Say I have a curve defined as: $$ x = a cos^3t\\ y = a sin^3t\\ 0 ≤ t ≤ 2\pi$$
And I wish to find its length. $$\int_{A}^{B}\{(\frac{dx}{dt})^2 + (\frac{dy}{dt})^2\}^{1/2}$$
Finding $dx/dt$ by way of the chain rule: $$ x = acos^3t \\ u = cost \\ x = au^3 \\ \frac{dx}{du} = 3au^2 \\ \frac{du}{dt} = -sint \frac{dx}{dt} = \frac{dx}{du} * \frac{du}{dt} = -3acos^2tsint $$
Similarly (work omitted for terseness) $\frac{dy}{dt} = 3asin^2tcost$
Plugging into the length formula:
$$\int_{0}^{2\pi}\{(\frac{dx}{dt})^2 + (\frac{dy}{dt})^2\}^{1/2} = \\ \int_{0}^{2\pi}\{(-3acos^2tsint)^2 + (3asin^2tcost)^2\}^{1/2} = \\ \int_{0}^{2\pi}\{9a^2cos^4tsin^2t + 9a^2sin^4tcos^2t\}^{1/2} = \\ \int_{0}^{2\pi}\{9a^2cos^2tsin^2t(cos^2t + sin^2t)\}^{1/2}$$
Since $cos^2t + sin^2t = 1$ that simplifies to
$$\int_{0}^{2\pi}\sqrt[2]{9a^2cos^2tsin^2t} = \\ \int_{0}^{2\pi}{3a\cos{t}\sin{t}}$$
Since $costsint = \frac{1}{2}sin2t$ the above simplfies further to: $$\frac{3a}{2}\int_{0}^{2\pi}{sin2t}$$
which integrates as $$ \frac{3a}{2} * \left[-cos2t\right]_0^{2\pi} $$ Since $\cos{4\pi} = 1$ and $\cos{0} = 1$ that expands to $\frac{3a}{2}((-1) + 1)$ resulting in a length of 0, which is.... clearly impossible.

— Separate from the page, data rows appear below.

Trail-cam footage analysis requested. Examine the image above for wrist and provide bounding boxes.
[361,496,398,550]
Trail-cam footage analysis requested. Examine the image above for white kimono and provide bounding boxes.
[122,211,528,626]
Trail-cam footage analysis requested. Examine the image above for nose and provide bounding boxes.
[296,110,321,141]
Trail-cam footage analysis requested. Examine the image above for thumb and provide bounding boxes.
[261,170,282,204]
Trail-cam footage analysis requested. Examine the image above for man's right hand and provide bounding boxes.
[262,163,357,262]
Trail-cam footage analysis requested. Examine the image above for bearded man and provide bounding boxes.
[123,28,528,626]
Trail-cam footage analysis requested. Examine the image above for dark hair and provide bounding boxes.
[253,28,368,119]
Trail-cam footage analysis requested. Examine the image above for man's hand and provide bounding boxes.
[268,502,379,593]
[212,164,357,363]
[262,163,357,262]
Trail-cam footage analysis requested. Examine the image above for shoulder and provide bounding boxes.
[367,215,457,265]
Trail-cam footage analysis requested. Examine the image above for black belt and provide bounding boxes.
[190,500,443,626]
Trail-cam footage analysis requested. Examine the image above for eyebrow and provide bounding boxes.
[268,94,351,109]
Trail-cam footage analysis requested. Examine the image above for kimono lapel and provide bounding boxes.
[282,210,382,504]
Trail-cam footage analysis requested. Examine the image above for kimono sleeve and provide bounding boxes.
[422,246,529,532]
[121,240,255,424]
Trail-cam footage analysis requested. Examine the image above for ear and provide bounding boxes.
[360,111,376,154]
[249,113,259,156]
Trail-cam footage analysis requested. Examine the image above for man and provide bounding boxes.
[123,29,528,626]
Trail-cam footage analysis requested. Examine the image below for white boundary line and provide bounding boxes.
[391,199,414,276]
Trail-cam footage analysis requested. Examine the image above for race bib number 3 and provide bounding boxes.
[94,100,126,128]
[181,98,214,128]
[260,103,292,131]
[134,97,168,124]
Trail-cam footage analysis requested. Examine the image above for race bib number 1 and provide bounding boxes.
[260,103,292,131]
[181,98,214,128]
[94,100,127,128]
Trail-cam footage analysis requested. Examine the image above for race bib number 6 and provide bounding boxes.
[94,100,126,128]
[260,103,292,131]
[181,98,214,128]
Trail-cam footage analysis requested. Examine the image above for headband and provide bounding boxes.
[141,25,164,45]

My real question is, could someone please help me identify where I went wrong?
Thanks!
You simply forgot that $$\sqrt{9a^2\cos^2 t\sin^2t}=\lvert3a\sin t\cos t\rvert.$$
You can use that this curve (an astroid) has many symmetries: w.r.t. the $x$-axis, the $y$-axis and the first bissectrix $y=x$, since $$\Bigl(x\bigl(\tfrac\pi2-t\bigr), y\bigl(\tfrac\pi2-t\bigr)\Bigr)=\bigl(x(t),y(t)\bigr)$$ So all you have to do is compute the integral on the interval $\;\bigl[0,\frac\pi4\bigr]$ and multiply the resulting length by $8$.